The SALVO rifle is an experimental double-barreled 5.56mm automatic rifle co-developed by Olin and Winchester for the U.S. Army's SALVO project in the 1950s.

Developed in hopes of increasing the hit probability of soldiers in combat, the SALVO rifle was designed by Stefan K. Janson, who had previously created the Enfield EM-2 bullpup rifle for the British Army.

Design Details[edit | edit source]

The SALVO rifle design appears to be a pair of FN FAL rifles grafted together, sharing a single gas system on a custom-built receiver. It is based on the T48 rifle, which, in turn, was a license-produced version of the FAL.

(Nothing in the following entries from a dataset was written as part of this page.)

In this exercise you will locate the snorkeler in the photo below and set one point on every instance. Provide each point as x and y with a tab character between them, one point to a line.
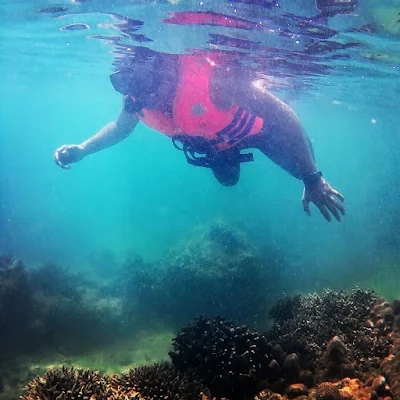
212	110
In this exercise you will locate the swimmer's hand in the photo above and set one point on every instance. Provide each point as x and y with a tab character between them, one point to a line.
323	196
67	154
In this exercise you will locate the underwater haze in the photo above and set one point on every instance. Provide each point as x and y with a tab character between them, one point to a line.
335	63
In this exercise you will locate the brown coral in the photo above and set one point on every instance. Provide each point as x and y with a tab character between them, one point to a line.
68	383
328	391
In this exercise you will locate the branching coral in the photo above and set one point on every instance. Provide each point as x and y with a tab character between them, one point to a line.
68	384
158	382
315	319
231	359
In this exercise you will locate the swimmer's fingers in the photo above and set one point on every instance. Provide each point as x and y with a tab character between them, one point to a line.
306	207
338	205
331	207
61	150
324	211
337	194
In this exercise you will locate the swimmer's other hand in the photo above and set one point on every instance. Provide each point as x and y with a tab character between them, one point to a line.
323	196
68	154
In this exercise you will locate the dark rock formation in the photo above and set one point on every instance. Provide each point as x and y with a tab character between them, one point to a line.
306	325
336	362
230	359
158	382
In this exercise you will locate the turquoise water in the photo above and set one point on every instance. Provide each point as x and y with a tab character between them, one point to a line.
141	197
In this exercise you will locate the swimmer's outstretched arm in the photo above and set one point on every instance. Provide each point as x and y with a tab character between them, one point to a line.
112	133
287	144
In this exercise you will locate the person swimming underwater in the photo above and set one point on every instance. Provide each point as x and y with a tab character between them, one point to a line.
212	109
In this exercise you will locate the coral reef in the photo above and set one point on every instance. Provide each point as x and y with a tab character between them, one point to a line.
230	359
216	271
157	382
391	364
235	362
306	325
68	383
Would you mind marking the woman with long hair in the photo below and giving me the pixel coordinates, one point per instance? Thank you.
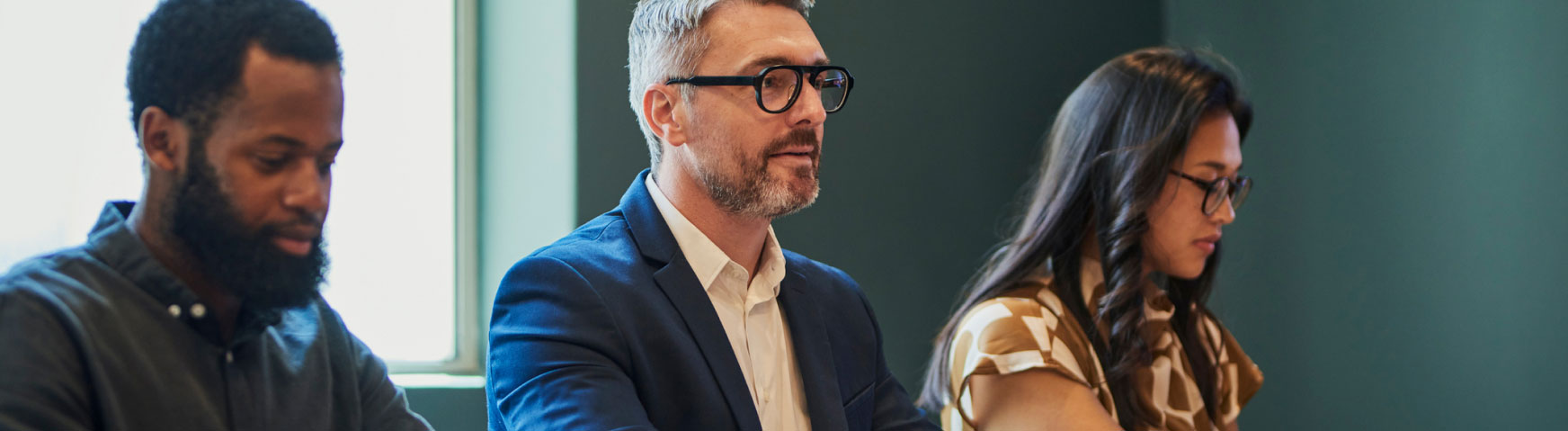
(1091, 314)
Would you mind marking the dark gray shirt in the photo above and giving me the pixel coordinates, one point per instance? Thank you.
(103, 337)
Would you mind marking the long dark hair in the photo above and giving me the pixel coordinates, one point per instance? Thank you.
(1106, 160)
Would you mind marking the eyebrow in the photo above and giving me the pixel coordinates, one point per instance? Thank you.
(294, 143)
(775, 60)
(1217, 166)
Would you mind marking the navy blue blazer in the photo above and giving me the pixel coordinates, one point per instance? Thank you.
(610, 329)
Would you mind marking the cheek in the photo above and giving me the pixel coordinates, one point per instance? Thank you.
(1165, 228)
(251, 194)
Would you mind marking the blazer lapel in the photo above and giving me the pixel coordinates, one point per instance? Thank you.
(686, 292)
(813, 355)
(681, 285)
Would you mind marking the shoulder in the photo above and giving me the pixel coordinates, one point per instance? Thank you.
(63, 279)
(1018, 331)
(602, 247)
(1009, 323)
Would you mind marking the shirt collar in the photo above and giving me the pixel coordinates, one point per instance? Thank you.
(708, 261)
(122, 249)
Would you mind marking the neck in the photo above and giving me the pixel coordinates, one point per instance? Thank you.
(181, 262)
(739, 237)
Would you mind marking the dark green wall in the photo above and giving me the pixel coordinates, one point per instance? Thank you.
(922, 165)
(1401, 262)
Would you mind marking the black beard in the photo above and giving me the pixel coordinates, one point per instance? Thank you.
(245, 264)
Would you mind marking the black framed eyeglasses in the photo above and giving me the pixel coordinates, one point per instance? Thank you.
(778, 86)
(1217, 190)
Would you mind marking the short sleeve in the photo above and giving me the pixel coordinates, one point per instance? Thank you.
(1011, 334)
(1237, 378)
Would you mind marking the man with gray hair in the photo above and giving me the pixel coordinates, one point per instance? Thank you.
(680, 310)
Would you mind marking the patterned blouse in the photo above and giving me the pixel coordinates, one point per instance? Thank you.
(1028, 328)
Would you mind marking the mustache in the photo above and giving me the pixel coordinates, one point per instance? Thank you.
(800, 137)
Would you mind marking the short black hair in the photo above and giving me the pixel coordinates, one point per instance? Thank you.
(190, 54)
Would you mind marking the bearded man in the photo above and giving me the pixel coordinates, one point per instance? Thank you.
(680, 310)
(196, 308)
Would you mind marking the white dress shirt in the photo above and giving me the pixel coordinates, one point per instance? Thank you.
(750, 310)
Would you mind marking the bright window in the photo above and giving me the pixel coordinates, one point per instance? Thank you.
(392, 232)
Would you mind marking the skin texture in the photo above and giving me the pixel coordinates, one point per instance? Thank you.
(1047, 400)
(1173, 245)
(722, 135)
(272, 149)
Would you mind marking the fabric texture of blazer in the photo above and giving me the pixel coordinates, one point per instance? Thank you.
(610, 329)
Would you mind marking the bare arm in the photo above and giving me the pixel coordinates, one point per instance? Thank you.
(1035, 400)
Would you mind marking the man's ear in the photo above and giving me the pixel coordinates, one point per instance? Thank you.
(162, 139)
(662, 113)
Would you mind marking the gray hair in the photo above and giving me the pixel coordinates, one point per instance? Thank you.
(665, 41)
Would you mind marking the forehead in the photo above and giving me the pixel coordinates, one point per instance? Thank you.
(744, 33)
(284, 96)
(1216, 139)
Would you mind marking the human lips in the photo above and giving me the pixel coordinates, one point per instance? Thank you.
(297, 240)
(1207, 243)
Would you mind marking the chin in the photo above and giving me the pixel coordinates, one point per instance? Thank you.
(1188, 272)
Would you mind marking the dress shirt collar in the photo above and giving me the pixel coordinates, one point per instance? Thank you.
(708, 261)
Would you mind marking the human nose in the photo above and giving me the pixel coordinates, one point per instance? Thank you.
(808, 107)
(1226, 212)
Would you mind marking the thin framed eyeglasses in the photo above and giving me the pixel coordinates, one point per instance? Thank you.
(778, 86)
(1216, 192)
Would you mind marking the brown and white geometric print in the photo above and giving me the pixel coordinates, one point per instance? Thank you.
(1028, 328)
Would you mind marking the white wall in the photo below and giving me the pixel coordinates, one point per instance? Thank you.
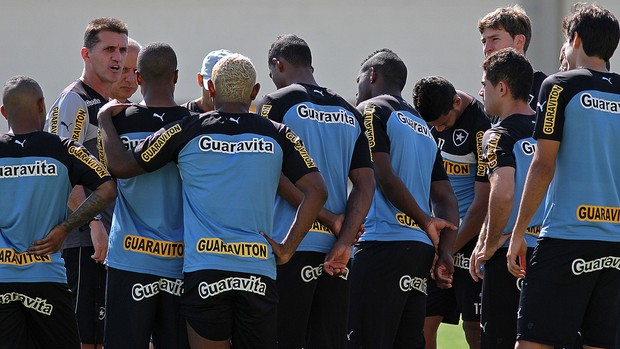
(42, 39)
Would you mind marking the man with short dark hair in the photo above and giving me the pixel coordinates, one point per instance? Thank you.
(572, 283)
(390, 270)
(126, 86)
(508, 148)
(458, 124)
(37, 171)
(313, 286)
(510, 27)
(145, 256)
(74, 115)
(230, 163)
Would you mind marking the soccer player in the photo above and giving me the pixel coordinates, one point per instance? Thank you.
(313, 306)
(572, 282)
(390, 270)
(37, 171)
(510, 27)
(230, 162)
(205, 102)
(458, 123)
(145, 256)
(508, 148)
(74, 115)
(126, 86)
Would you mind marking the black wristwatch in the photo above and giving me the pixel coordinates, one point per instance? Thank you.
(96, 218)
(86, 226)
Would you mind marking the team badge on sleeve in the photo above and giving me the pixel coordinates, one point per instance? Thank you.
(264, 111)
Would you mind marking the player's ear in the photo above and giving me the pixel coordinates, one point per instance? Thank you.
(211, 87)
(200, 82)
(85, 54)
(372, 75)
(520, 42)
(255, 90)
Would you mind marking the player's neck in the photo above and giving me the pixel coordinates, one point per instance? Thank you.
(302, 76)
(233, 107)
(158, 97)
(592, 63)
(101, 87)
(513, 107)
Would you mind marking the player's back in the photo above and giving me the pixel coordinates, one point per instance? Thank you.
(147, 228)
(581, 111)
(332, 131)
(397, 129)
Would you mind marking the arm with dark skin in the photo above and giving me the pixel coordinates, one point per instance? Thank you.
(537, 183)
(96, 202)
(395, 190)
(445, 205)
(121, 162)
(289, 192)
(358, 205)
(314, 193)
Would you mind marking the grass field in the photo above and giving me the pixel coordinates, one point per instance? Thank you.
(451, 337)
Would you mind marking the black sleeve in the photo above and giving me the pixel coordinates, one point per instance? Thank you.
(296, 161)
(497, 148)
(439, 172)
(376, 127)
(162, 146)
(361, 153)
(268, 109)
(85, 169)
(481, 127)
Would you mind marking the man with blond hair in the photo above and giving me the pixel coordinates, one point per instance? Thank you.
(204, 103)
(230, 162)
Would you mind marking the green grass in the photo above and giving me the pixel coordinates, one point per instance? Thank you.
(451, 337)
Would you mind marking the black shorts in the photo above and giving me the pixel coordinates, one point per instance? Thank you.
(388, 294)
(221, 305)
(571, 286)
(87, 280)
(140, 305)
(313, 306)
(463, 298)
(500, 302)
(37, 315)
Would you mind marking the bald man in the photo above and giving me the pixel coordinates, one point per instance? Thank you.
(230, 162)
(37, 173)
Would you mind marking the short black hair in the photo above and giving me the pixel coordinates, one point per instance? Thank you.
(293, 49)
(597, 27)
(97, 25)
(433, 96)
(157, 62)
(513, 68)
(388, 64)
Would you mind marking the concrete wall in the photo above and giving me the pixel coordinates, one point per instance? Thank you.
(42, 39)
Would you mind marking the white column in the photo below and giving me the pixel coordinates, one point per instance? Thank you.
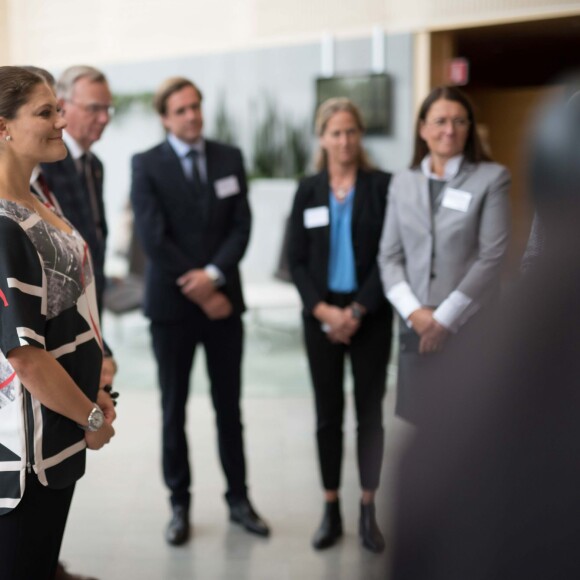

The SALVO rifle was chambered for the experimental 5.56mm T65 Duplex cartridge, based on a long-necked variant of the 7.62×51mm NATO cartridge case loaded with a pair of conventional projectiles. Two variants of the duplex cartridge existed: one fired two 35 grain projectiles at 3,505 ft/s, while the other fired a pair of 41 grain bullets at 3,250 ft/s.

With its two barrels each firing a duplex cartridge, the SALVO rifle would effectively launch four projectiles with every press of the trigger. However, this proved to be the SALVO rifle's downfall as the recoil of firing two duplex cartridges at the same time exceeded that of the M1 Garand.

An example of the SALVO rifle is currently held in the collection of the Springfield Armory Museum.